Scribengin
Pronounced Scribe Engine
Scribengin is a highly reliable (HA) and performant event/logging transport that registers data under defined schemas in a variety of end systems. Scribengin enables you to have multiple flows of data from a source to a sink. Scribengin will tolerate system failures of individual nodes and will do a complete recovery in the case of complete system failure.
Reads data from sources:
- Kafka
- AWS Kinesis
Writes data to sinks:
- HDFS, Hbase, Hive with HCat Integration and Elastic Search
Additonal:
- Monitoring with Ganglia
- Heart Alerting with Nagios
This is part of NeverwinterDP the Data Pipeline for Hadoop
Running
To get your VM up and running:
git clone git://github.com/DemandCube/Scribengin
cd Scribengin/vagrant
vagrant up
For more info on how it all works take a look at [The DevSetup Guide] (https://github.com/DemandCube/Scribengin/blob/master/DevSetup.md)
Community
- Mailing List
- IRC channel #Scribengin on irc.freenode.net
Contributing
See the [NeverwinterDP Guide to Contributing] (https://github.com/DemandCube/NeverwinterDP#how-to-contribute)
The Problem
The core problem is how to reliably and at scale have a distributed application write data to multiple destination data systems. This requires the ability to todo data mapping, partitioning with optional filtering to the destination system.
Status
Currently we are reorganizing the code for V2 of Scribengin to make things more modular and better organized.
Definitions
- A Flow - is data being moved from a single source to a single sink
- Source - is a system that is being read to get data from (Kafka, Kinesis e.g.)

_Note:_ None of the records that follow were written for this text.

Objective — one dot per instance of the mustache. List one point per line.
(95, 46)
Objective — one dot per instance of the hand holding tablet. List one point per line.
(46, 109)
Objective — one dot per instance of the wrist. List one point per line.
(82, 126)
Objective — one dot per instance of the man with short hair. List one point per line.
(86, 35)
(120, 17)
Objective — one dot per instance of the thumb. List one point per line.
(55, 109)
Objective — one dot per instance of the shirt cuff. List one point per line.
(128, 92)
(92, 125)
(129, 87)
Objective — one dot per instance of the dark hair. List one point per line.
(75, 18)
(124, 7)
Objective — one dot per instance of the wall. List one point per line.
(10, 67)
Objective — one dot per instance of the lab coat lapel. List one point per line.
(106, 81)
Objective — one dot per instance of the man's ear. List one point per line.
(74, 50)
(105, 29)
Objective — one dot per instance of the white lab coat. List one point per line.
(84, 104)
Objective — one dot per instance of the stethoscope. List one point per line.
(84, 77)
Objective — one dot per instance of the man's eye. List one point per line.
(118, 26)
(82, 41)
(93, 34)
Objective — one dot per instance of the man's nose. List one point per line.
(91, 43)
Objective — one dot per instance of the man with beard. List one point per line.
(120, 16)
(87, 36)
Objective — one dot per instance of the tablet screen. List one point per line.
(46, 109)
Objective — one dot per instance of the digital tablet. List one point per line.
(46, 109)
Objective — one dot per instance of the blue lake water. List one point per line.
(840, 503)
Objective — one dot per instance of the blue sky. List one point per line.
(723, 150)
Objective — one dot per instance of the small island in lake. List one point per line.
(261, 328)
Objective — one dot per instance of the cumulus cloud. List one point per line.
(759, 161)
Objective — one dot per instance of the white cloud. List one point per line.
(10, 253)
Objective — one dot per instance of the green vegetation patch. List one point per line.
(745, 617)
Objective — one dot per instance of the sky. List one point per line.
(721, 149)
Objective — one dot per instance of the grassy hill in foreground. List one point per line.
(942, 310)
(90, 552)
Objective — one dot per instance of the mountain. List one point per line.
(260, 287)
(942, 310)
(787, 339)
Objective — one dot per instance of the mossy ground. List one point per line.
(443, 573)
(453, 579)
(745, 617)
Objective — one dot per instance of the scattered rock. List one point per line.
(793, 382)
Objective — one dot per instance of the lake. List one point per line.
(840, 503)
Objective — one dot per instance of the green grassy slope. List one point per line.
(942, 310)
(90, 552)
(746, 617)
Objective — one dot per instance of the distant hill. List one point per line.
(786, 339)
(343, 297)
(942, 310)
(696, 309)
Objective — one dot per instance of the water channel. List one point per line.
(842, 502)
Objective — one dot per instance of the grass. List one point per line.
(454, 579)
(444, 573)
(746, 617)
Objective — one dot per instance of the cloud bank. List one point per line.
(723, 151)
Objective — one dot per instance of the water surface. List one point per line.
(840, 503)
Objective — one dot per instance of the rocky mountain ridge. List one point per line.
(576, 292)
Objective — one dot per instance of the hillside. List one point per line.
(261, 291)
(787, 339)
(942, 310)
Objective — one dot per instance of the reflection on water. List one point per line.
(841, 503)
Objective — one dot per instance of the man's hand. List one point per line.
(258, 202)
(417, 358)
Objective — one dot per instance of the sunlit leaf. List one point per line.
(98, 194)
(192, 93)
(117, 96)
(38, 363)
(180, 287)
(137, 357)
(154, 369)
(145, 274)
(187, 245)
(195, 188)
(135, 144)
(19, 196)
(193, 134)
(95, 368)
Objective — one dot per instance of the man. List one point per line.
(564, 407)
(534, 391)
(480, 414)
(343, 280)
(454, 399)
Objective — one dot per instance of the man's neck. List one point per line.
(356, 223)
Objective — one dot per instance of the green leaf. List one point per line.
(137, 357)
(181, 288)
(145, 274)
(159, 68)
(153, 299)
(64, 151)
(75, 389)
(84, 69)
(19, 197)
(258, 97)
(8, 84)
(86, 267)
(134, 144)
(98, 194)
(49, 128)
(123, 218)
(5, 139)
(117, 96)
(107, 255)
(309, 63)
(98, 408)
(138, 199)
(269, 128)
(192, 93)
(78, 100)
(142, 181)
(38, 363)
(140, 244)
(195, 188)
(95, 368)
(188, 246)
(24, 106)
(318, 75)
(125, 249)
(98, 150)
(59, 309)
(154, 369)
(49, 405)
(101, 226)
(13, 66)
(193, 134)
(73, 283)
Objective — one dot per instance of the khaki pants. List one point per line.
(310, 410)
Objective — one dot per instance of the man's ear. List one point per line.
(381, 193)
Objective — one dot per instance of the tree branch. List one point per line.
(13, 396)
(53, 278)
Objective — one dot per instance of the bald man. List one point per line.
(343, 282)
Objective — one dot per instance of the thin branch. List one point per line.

- Sink - is a destination system that is being written to (HDFS, Hbase, Hive e.g.)
- A Tributary - is a portion or partition of data from a Flow
Yarn
See the [NeverwinterDP Guide to Yarn] (https://github.com/DemandCube/NeverwinterDP#Yarn)
Potential Implementation Strategies
Poc
- Storm
- Spark-streaming
- Yarn
- Local Mode (Single Node No Yarn)
- Distributed Standalone Cluster (No-Yarn)
- Hadoop Distributed (Yarn)
There is a question of how to implement quaranteed delivery of logs to end systems.
- Storm to HCat
- Storm to HBase
- Create Framework to pick other destination sources
Architecture
Milestones
- Architecture Proposal
- Kafka -> HCatalog
- Notification API
- Notification API Close Partitions HCatalog
- Ganglia Integration
- Nagios Integration
- Unix Man page
- Guide
- Untar and Deploy - Work out of the box
- CentOS Package
- CentOS Repo Setup and Deploy of CentOS Package
- RHEL Package
- RHEL Repo Setup and Deploy of CentOS Package
- Scribengin/Ambari Deployment
- Scribengin/Ambari Monitoring/Ganglia
- Scribengin/Ambari Notification/Nagios
Contributors
Related Project
Research
Yarn Documentation
Keep your fork updated
- Add the remote, call it "upstream":
git remote add upstream git@github.com:DemandCube/Scribengin.git
- Fetch all the branches of that remote into remote-tracking branches,
- such as upstream/master:
git fetch upstream
- Make sure that you're on your master branch:
git checkout master
- Merge upstream changes to your master branch
git merge upstream/master